I set breakpoints after PeekMessage(), in OnMessageTest() and in PreTranslateMessage() - nothing. Messages are lost. How to make my thread to receive sended messages?
Greetings.
AragornX

----------


## dvyukov

AfxEndThread() call looks a bit suspicious. What it's for?

----------


## dvyukov

Also I do not see where you start message loop, where you pump messages.

----------


## aragornx

about AfxEndThread - http://msdn.microsoft.com/en-us/libr...8VS.80%29.aspx
"Must be called from within the thread to be terminated." - so I used it.
and about message loop - do I need to write it by myself ? I thought that it's implemented in CWinThread.
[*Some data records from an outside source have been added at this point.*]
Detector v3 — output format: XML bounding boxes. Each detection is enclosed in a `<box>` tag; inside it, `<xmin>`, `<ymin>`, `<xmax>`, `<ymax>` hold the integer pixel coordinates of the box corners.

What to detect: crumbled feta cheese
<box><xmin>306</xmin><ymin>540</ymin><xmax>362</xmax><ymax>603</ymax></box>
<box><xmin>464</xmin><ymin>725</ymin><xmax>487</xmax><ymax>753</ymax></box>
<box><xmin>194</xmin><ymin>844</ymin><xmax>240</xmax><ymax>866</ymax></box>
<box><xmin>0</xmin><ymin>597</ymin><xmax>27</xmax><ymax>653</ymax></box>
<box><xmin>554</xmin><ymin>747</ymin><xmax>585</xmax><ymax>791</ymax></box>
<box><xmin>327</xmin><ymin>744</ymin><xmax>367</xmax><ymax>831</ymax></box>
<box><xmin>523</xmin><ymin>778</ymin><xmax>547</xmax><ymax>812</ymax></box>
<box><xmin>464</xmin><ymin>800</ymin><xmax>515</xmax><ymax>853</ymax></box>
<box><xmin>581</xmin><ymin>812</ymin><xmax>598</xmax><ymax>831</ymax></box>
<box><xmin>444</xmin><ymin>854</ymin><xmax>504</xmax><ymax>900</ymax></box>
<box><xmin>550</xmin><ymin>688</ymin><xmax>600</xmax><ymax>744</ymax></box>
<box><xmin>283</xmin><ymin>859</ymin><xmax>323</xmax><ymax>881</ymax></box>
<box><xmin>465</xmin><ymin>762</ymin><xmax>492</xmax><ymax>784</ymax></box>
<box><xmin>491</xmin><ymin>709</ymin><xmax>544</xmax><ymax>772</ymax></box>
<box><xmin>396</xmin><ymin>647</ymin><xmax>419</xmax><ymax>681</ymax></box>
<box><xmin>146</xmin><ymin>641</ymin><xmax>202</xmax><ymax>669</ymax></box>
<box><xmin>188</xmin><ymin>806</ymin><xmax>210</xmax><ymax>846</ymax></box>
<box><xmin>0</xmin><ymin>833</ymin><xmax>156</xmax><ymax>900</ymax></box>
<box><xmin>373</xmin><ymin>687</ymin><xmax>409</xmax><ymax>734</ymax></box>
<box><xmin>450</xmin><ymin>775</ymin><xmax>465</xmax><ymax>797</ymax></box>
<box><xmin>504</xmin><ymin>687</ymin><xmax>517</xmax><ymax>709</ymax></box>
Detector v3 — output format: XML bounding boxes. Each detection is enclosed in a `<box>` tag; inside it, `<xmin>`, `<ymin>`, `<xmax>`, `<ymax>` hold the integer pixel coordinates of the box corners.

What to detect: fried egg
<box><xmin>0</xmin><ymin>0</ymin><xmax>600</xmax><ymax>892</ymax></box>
Could you write me a sample of that message loop, and where should I place it ? I need to execute some code in same time intervals - I doing it in my mainLoop()... Thank you for answers...

----------


## dvyukov

About AfxEndThread:
"Call this function to terminate the currently executing thread."

----------


## dvyukov

I do not remember already how to do that in MFC, but in WinAPI one must do something along the lines of:
    BOOL rv;
    MSG msg = {};
    while (0 != (rv = GetMessage(&msg, 0, 0, 0)))
    {
        if (-1 == rv)
            break;
        TranslateMessage(&msg); 
        DispatchMessage(&msg);
    }

----------


## aragornx

but doesn't it block my main loop ?

----------


## VictorN

> AfxEndThread() call looks a bit suspicious. What it's for?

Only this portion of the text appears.